/ 18 April 2020

SAA business-rescue practitioners offer severance settlement agreement for all staff

South African Airways
Practitioners inform staff that the government’s rejection of R10-billion bailout last week almost guarantees that the prospect of rescue is now impossible

A severance settlement proposal from business-rescue practitioners at embattled airline SAA will all but shut down the business, but labour representatives at the airline are of the view it can still be saved if drastic measures are taken.

At least one union thinks that insourcing all services at SAA — including cleaning aircraft, baggage handling and even downgrading of overnight accommodation for pilots and cabin crew — would go a long way towards reducing costs that have seen the airline crippled. 

Part of the counterplan also includes moving SAA staff who work on SAA domestic routes to SAA subsidiary Mango in a bid to save jobs. Mango is set to take over SAA’s domestic routes.

In a settlement agreement sent to eight different groups representing workers at Airways Park on Friday afternoon, SAA business-rescue practitioners Les Matuson and Siviwe Dongwana say the government’s decision to reject a R10-billion bailout request last Friday means it is unlikely that SAA will be rescued.

Their spokesperson, Louise Brugman, said they would not comment on whether the agreement was signed; the next move would be to apply to the courts for business rescue to be rescinded and replaced with voluntary liquidation of the airline. 

President Cyril Ramaphosa and his Cabinet have mandated Public Enterprises Minister Pravin Gordhan to present a report on SAA, and it is expected that the report will include several options regarding a way forward. 

Gordhan and Finance Minister Tito Mboweni have been at odds over whether the government should continue to fund SAA’s restructuring — which is being costed at R7.6-billion — and also help the airline deal with the effects of the Covid-19 pandemic, which has grounded the airline industry. 

Mboweni has made no bones about the fact that SAA, which has received a total of R31.7-billion in cash bailouts and government guarantees in the last five years and is set to receive R16.5-billion until 2023, cannot continue to weigh so heavily on the government. 

As a result of this a settlement agreement, all of SAA’s 4 708 workers will receive a severance package comprising one month’s salary, a week’s pay for every year served at the airline and a payout for any unused annual leave. Employees who had signed up for 13th cheque deductions in their packages will also be paid out for these. 

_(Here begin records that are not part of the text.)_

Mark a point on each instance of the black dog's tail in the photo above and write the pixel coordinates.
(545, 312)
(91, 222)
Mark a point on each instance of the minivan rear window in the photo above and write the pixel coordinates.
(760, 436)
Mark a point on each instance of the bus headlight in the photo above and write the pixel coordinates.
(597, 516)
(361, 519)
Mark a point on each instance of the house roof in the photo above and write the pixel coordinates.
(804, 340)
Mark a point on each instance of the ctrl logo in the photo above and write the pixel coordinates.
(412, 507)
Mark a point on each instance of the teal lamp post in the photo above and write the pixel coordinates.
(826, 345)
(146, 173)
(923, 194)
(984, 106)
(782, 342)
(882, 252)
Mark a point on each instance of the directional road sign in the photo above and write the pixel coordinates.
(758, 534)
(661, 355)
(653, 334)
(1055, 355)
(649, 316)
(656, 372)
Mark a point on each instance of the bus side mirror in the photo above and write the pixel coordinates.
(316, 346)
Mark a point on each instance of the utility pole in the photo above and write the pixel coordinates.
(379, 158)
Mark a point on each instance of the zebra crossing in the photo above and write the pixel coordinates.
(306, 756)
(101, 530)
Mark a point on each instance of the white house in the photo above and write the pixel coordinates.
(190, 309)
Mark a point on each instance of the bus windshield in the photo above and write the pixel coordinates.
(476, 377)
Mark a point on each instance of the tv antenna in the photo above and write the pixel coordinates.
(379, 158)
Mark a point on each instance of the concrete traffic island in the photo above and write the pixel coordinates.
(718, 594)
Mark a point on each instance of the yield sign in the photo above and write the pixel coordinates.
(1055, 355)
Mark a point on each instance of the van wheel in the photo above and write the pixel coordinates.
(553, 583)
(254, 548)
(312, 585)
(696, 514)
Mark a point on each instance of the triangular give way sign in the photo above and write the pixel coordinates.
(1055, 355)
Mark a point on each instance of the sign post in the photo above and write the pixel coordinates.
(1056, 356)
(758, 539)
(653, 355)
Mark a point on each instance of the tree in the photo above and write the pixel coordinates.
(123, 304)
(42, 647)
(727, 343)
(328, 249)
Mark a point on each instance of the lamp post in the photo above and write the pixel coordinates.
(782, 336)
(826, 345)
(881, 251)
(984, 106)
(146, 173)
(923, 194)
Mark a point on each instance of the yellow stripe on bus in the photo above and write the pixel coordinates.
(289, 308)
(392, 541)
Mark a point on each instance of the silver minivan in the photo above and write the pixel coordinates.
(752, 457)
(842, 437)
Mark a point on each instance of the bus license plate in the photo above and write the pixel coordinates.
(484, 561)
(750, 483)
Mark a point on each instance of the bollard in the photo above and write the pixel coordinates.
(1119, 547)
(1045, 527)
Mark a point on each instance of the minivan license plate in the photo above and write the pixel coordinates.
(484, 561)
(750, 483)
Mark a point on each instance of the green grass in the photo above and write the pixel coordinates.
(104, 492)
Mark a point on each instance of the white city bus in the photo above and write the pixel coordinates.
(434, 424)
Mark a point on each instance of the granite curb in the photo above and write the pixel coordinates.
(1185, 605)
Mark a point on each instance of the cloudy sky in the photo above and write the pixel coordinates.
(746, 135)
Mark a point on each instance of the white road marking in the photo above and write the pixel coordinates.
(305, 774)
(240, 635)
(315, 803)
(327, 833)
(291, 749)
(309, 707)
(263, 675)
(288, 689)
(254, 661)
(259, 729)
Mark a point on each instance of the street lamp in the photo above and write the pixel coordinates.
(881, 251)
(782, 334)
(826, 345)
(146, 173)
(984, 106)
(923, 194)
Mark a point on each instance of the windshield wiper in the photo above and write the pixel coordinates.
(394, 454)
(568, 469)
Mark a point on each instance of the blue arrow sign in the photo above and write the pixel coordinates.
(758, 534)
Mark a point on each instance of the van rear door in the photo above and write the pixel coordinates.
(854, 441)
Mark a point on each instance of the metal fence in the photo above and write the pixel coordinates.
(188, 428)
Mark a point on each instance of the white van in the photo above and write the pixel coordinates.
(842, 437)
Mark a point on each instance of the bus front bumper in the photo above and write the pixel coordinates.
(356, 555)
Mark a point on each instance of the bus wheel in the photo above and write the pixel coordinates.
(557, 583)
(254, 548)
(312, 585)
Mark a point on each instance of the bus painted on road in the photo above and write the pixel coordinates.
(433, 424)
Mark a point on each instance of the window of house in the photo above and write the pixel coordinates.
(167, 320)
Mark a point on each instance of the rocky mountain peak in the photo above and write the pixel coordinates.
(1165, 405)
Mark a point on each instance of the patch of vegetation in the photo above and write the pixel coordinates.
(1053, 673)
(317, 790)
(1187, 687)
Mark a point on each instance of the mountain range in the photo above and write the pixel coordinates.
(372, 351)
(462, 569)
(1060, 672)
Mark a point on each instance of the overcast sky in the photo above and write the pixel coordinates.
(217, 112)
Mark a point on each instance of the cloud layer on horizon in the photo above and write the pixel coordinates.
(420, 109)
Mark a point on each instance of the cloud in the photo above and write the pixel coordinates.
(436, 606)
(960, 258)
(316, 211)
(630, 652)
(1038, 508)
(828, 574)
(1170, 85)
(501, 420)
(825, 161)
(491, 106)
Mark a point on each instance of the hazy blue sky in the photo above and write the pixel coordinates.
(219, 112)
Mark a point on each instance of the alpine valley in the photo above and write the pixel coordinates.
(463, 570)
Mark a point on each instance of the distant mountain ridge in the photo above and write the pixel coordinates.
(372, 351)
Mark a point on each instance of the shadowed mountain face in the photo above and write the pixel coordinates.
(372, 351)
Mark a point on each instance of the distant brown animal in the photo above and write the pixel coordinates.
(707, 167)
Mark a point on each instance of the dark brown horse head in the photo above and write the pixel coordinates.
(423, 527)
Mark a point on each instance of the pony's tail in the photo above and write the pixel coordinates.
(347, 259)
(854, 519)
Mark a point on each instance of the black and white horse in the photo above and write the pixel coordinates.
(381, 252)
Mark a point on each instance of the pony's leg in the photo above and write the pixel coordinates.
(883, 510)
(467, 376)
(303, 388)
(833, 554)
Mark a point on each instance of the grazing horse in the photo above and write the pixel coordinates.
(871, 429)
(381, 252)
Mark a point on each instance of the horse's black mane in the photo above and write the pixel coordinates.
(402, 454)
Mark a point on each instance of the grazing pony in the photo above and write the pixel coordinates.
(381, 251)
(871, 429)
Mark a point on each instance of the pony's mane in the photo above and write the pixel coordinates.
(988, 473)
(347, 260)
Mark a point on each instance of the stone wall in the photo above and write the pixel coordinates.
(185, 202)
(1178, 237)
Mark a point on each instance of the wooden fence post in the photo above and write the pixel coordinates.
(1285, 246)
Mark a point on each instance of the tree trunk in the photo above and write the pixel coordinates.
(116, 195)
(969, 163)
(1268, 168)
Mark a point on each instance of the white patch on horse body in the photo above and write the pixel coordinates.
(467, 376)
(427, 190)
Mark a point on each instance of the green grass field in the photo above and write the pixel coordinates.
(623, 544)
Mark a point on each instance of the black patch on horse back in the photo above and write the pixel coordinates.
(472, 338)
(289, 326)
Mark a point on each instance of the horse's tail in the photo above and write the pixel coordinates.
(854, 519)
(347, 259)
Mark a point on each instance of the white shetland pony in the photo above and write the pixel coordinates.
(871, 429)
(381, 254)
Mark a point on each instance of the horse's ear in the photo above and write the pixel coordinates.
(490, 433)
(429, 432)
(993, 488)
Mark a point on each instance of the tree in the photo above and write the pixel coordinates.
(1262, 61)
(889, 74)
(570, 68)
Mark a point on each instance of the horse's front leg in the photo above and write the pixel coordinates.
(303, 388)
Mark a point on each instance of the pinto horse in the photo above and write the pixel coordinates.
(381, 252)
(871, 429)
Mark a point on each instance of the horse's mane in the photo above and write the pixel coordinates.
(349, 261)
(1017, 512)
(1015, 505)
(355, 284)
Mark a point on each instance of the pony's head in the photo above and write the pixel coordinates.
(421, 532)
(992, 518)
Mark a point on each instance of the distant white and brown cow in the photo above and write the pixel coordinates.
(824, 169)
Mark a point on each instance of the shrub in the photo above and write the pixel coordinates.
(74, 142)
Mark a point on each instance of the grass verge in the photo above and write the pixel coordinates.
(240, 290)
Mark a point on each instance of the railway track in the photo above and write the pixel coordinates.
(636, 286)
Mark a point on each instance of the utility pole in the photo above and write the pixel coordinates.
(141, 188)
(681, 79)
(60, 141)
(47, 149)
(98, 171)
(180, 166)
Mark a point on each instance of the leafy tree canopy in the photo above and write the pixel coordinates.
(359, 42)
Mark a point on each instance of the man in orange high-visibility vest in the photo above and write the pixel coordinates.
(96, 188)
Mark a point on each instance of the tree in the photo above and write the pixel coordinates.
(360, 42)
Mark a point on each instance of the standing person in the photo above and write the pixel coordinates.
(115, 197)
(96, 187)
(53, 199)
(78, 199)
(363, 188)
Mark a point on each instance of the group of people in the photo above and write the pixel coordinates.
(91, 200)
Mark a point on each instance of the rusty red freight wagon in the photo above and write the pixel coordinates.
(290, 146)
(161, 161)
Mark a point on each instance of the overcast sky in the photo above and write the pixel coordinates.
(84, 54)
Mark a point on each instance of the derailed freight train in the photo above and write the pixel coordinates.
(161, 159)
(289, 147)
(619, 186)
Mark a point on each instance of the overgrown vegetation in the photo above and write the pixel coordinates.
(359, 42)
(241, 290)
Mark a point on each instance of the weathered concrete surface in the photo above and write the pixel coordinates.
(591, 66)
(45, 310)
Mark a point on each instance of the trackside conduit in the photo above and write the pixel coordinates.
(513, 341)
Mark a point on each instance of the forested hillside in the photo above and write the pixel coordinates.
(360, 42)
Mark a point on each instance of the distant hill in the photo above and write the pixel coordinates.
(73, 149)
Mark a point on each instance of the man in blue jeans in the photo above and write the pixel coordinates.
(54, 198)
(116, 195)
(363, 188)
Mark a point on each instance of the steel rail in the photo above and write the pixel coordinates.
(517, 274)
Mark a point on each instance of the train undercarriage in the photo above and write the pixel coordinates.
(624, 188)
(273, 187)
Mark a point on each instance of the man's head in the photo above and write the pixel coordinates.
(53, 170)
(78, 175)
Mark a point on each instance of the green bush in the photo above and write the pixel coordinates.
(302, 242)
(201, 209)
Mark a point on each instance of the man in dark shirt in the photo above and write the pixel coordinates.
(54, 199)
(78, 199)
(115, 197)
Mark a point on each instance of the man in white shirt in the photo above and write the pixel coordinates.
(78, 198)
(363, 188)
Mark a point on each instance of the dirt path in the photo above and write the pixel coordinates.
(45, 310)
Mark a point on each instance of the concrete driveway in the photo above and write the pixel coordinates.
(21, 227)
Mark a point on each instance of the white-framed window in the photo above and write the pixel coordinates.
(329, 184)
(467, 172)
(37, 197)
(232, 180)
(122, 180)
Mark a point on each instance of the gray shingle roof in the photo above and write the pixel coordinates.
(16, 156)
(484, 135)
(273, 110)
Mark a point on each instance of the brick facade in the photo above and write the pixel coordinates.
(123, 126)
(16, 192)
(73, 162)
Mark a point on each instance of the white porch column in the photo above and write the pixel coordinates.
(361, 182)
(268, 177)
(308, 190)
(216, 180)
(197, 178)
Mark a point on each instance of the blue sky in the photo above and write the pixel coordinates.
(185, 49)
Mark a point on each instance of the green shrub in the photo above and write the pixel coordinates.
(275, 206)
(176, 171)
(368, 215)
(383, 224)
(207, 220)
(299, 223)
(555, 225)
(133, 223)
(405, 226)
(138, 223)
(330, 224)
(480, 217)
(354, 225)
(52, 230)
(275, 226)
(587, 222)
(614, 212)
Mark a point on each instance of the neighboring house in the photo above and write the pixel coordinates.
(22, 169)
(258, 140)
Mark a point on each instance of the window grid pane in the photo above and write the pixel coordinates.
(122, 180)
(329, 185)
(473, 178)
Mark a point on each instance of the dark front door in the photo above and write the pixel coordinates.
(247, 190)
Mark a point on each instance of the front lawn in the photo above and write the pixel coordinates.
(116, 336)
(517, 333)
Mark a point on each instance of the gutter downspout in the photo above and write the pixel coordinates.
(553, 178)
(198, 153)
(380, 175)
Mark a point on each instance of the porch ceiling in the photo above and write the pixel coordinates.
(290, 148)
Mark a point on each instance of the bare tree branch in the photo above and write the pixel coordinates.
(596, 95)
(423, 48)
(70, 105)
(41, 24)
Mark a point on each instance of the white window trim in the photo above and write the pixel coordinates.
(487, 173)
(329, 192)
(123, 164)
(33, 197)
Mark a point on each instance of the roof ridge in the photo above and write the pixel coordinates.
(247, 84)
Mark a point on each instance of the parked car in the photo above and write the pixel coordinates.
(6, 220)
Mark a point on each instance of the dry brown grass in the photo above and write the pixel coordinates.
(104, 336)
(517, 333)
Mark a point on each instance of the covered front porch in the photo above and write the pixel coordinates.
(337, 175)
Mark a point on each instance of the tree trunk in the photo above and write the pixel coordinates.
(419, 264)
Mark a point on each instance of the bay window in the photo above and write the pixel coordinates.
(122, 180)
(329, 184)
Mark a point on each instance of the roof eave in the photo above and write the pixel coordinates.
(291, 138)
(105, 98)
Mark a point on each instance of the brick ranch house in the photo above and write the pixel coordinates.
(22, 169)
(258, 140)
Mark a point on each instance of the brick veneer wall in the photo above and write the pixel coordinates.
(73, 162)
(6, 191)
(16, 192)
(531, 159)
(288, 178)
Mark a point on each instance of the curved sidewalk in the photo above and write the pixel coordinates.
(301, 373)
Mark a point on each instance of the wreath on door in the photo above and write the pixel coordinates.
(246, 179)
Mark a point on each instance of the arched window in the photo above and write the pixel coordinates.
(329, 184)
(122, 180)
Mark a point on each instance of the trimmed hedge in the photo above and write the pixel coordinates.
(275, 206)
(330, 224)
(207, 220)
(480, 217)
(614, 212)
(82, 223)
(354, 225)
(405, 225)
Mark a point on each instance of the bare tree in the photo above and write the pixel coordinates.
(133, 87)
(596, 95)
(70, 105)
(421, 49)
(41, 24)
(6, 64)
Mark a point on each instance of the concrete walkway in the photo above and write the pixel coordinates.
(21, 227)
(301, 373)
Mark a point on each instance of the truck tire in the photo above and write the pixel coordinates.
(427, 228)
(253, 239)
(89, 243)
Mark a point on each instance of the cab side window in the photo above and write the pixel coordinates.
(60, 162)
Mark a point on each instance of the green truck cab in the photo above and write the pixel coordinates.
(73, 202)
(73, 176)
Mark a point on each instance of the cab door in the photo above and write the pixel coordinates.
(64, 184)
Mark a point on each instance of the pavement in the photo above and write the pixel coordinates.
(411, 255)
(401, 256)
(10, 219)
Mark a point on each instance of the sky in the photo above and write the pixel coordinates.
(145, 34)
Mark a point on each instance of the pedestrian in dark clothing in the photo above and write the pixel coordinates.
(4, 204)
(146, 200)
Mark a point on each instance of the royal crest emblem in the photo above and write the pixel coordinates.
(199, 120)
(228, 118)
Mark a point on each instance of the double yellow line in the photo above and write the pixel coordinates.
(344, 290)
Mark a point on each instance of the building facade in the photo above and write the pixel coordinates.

But the entire proposal, in terms of the settlement, rests on SAA’s ability to sell its meagre assets which include property, aircraft spares and trade debts, which would take between six to 12 months to collect. 

“In the event that the condition precedent set out in clause 5.3 above is met, the company will make payment of the severance packages to employees on a monthly basis, over a period of six months, once the sale of assets have been concluded,” the agreement read. It also said individual workers now have until April 24 to accept the agreement in writing. 

On Friday the Mail & Guardian reported that it had learnt that Matuson and Dongwana were in a race to secure severance packages for employees before SAA is forced into liquidation, as this would place priority on some of the airline’s creditors over the workers. 

At least one union, the National Transport Movement (NTM), has indicated that it will not only oppose the offer as it is, but it will table yet another savings plan in the hope that it will buy time for the embattled airline or protect more workers. 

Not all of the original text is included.